In view of what is occurring now in the idea and practice of care, it is being rolled back in our thinking and our spending, we need to construct a social harm impact assessment.

Changes in the Care Review are predicated on a constructed idea that care is not working for many. Studies show that for children, once they start receiving care, things improve; it is the rationing of care that increases harm. A social harm perspective shows how care is working for the few in the care system.

A social harm perspective also shows us the perverse way care is working for many. It allows the many to have the responsibility for vulnerable others taken on by authorised agents and agencies. It allows the rationing on behalf of the many.

This social harm is a safeguarding matter. This social harm is created by indifference and intent. A Government knowingly and intentionally creates harm.  There is calculative intent in the rational planning involved with social policy. That the state creates systematic harm is a safeguarding matter.

Safeguarding is more commonly used reactively in a child protection practice. A social harm perspective could be used to establish a resilient emotional security across all communities everywhere.

Our current public spending is lower than that of many comparable countries, our economic performance is lower and shows little sign of any upward trend, our tax take is lower than many countries. It is easy to think that we face managed decline of care as an idea and practice.

The 1989 Children Act took 10 years of development then action, the resilient consensus on which it was based was an achievement to which many contributed.

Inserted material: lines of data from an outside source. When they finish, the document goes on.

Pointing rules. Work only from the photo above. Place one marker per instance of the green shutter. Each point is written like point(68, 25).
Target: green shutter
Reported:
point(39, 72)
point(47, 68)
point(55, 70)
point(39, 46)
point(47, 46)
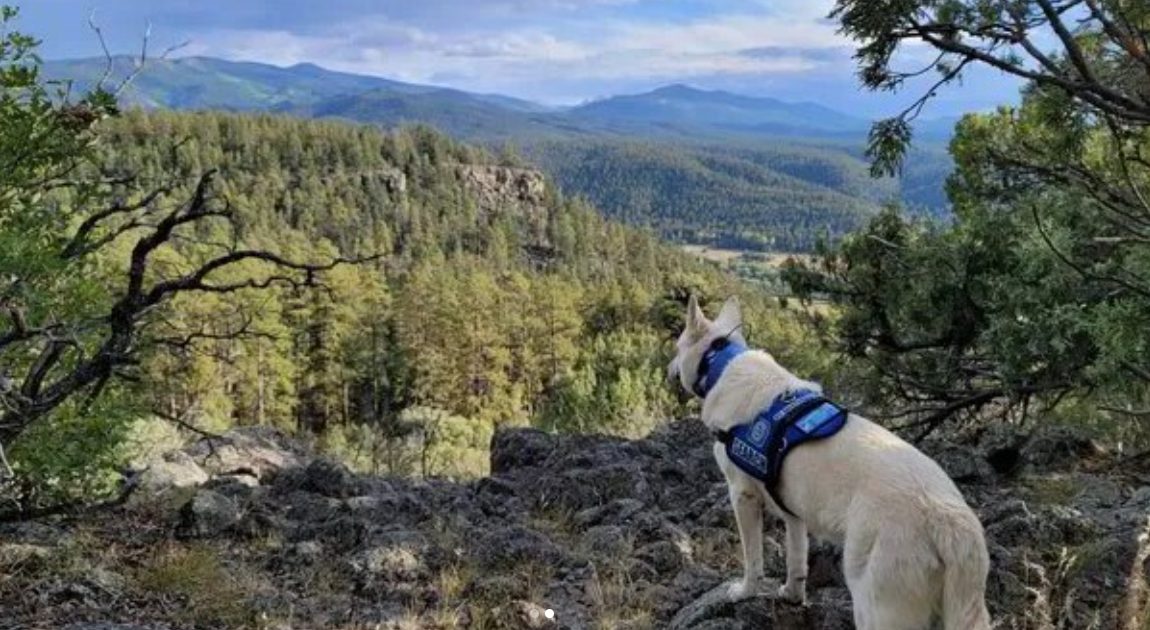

As we have seen recently with the stripping out of care as an entitlement for 16 years in the care system it can contract rapidly if there are powerful forces that seek its reduction, perhaps for reasons based on a family first ideology, or to curb state involvement and expenditure and to support a return to voluntarism through voluntary agencies or families, with local authorities offering residual services only. An analysis of recent Government consultations illustrate that they result in some necessary accessions to ensure the majority gets enacted. Proposals and consultations are made by a few people and organisations only. They do not represent a consensus. Precisely such a consensus was the strength of the1989 Act arguably the most impressive and enduring piece of child care legislation ever.. They result in changes firstly constructing a new idea and practice of what care is ‘about’ then follows change which is done ‘to’ rather than done ‘with’.

There is a redrawing of the definition of care, an individualised rather than a collective action of compassion, an act of a threshold of welfare rather than providing emotional security for all. The idea and practice of care that we have known is threatened.

Early intervention too can be drawn two ways, as providing a rich environment for all infants to grow with Sure Start centres acting as agencies of empowerment, or it can be as an intervention when something concerning has occurred, with reference to a Family Hub for individualised corrective action.

A social harm impact assessment shows how social policy/work/care has become too passive. It has had thinking and models from outside of it imposed on it, impinging on the way it thinks and acts. A good example is the way that commissioning of services is now taken as the ‘way things are’. Commissioning is administrative and financial/commercial with social work care commodified to fit; a health model was transferred rather than a social care one constructed. Though we try to make it more child-centred and relational its operational ambitions are sufficiency, numbers, not specificity, needs.

Care has to be brought from the margins to the middle. A social harm impact assessment is a significant pivotal point.

We need a reconceptualisation of care that is not the recipient of thinking and actions after the fact, but the origin. We need care at the centre of decision making. We need care at the heart of the Cabinet Office and across all ministries.

Social Harm and care need to be seen as societal not individual matters.